Pejuang yang dimobilisasi Houthi naik ke atas mobil di Sanaa, Yaman (Foto: REUTERS)
Jakarta, Jurnas.com - Pemerintah Yaman yang diakui secara internasional mendesak Dewan Keamanan (DK) PBB untuk mengambil tindakan lebih tegas guna memutus rantai pasokan senjata dan pendanaan dari Iran kepada kelompok milisi Houthi.
Teheran dituding sengaja memanfaatkan konflik domestik tersebut untuk mengancam stabilitas keamanan di kawasan regional dan jalur pelayaran internasional.
Pemerintah Yaman menyatakan bahwa perkembangan situasi terbaru menunjukkan konflik di negara tersebut bukan lagi sekadar perselisihan internal belaka. Houthi secara nyata dituding telah menggunakan wilayah Yaman untuk mengancam negara-negara tetangga dan mengganggu rute pelayaran komersial global.
Yaman juga menyerukan kepada Dewan Keamanan PBB untuk memperbarui daftar sanksi agar mencakup nama-nama yang kedapatan menghalangi roda pemerintahan yang sah.
Pihak pemerintah menegaskan tindakan tegas telah diambil secara hukum terhadap sejumlah tokoh yang dituduh melakukan pemberontakan, korupsi, serta pelanggaran hak asasi manusia berat, termasuk di antaranya Aidarus Al-Zubaidi yang kini menghadapi dakwaan pengkhianatan tingkat tinggi terhadap negara.

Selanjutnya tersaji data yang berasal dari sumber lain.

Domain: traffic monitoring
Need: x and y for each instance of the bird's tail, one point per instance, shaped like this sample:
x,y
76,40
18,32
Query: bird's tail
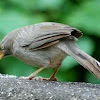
x,y
88,62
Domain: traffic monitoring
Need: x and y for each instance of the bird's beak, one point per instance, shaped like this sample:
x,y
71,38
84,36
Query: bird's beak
x,y
2,54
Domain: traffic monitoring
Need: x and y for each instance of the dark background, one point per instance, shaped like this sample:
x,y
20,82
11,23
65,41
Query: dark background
x,y
82,14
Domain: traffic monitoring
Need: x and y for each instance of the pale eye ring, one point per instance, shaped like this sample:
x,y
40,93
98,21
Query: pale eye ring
x,y
2,47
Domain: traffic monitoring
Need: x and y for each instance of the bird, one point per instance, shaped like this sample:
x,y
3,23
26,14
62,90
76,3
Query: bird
x,y
46,45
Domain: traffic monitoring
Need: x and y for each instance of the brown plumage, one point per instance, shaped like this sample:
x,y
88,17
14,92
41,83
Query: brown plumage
x,y
45,45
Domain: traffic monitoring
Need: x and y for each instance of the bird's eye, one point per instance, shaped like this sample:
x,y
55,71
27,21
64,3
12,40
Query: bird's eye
x,y
2,47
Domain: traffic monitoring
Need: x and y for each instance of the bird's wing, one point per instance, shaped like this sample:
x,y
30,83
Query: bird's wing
x,y
46,34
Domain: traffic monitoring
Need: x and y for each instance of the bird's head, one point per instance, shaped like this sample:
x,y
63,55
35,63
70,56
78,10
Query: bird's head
x,y
4,51
5,48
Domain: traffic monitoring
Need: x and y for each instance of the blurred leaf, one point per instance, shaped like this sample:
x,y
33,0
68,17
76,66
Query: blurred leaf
x,y
12,20
26,5
49,4
87,45
86,16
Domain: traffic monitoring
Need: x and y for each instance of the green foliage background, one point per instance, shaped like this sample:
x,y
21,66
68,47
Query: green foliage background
x,y
82,14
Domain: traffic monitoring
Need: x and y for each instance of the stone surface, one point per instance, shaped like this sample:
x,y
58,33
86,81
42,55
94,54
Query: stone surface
x,y
13,88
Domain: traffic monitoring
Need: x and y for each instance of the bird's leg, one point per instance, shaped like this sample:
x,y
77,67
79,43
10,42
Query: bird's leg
x,y
52,78
33,74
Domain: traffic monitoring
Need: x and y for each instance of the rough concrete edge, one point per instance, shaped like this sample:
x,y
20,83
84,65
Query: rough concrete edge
x,y
13,88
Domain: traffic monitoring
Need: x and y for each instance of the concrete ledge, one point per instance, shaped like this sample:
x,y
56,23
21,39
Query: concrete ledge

Meski demikian, Pemerintah Yaman menegaskan kembali dukungannya terhadap berbagai upaya perdamaian yang dipimpin oleh PBB. Hanya saja, mereka berargumen bahwa stabilitas yang langgeng baru bisa tercipta apabila otoritas penuh negara dipulihkan dan seluruh kelompok bersenjata yang beroperasi di luar kendali pemerintah resmi dilucuti secara total.